Heinz Liepmann, German author and journalist and contributor to the Jewish Daily Bulletin, arrived here yesterday aboard the S. S. American Trader for a two months’ lecture tour.

There is a better than even chance, in his opinion, Liepmann said yesterday, that the Saar will vote in favor of maintaining its status quo, under League of Nations jurisdiction, in the January plebiscite. He spoke as a member of the inquiry commission which has been gathering facts concerning the territory.

Liepmann’s first lecture will be given in New York City on November 15. His visit here is under the management of the Bralans Lecture Bureau.

He is now in the course of writing a new book, he said yesterday, designed specifically for Jewish children. It will tell the story of a Jewish child and the suffering which Nazism brought into his life.
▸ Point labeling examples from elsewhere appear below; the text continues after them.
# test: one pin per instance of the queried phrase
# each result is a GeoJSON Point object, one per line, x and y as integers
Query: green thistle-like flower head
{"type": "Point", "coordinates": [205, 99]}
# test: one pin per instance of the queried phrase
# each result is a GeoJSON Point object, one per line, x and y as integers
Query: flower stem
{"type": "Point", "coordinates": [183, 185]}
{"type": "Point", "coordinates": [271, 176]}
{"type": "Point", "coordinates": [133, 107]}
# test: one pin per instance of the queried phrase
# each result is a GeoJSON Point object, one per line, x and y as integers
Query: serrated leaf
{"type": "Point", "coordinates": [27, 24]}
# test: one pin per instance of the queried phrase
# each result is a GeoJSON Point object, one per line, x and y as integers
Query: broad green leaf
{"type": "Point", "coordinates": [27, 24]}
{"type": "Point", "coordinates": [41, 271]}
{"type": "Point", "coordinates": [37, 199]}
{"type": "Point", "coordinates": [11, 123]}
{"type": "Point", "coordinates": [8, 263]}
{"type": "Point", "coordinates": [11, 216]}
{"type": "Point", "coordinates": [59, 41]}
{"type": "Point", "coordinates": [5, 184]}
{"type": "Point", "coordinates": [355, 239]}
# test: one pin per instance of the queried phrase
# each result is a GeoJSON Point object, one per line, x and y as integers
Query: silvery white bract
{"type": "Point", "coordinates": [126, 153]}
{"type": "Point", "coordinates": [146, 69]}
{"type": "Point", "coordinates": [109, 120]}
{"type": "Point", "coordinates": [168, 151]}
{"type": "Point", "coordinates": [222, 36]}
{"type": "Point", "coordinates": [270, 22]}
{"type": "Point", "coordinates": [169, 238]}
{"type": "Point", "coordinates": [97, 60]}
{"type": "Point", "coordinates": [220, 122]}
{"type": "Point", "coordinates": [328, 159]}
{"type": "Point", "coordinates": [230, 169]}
Liepmann is perhaps best known for “Murder—Made in Germany,” a work which won the Harper Prize for 1929, and which was acclaimed as a strong argument against the Hitler government.

His mission here, he said, will include efforts in behalf of a movement against Nazism, with which he has been prominently identified.

He himself is a victim of the Hitler regime, which he fought vigorously while he was in Germany. Born in Hamburg, he is the member of a family which had been in the Reich for ten generations. His father was killed while fighting for the Fatherland during the World War. His mother had died of starvation during the same period.

Liepman, who had been trained as a manual worker, came to New York after the war and spent some time here. Subsequently he returned to Germany to enter a writing career. His interest in economic problems led him into politics, in which he achieved some degree of prominence.

Following Hitler’s ascent to power the author organized scattered opposition to Nazism, a fact which eventually caused him to be sent to a concentration camp. There, he says, he was so ill-treated that his health was irreparably damaged.

Escaping from the camp, he fled to Holland, and later to Paris, where he found sanctuary and where he recently has done most of his writing.

During his present stay in America, he will lecture in various cities in the United States and Canada.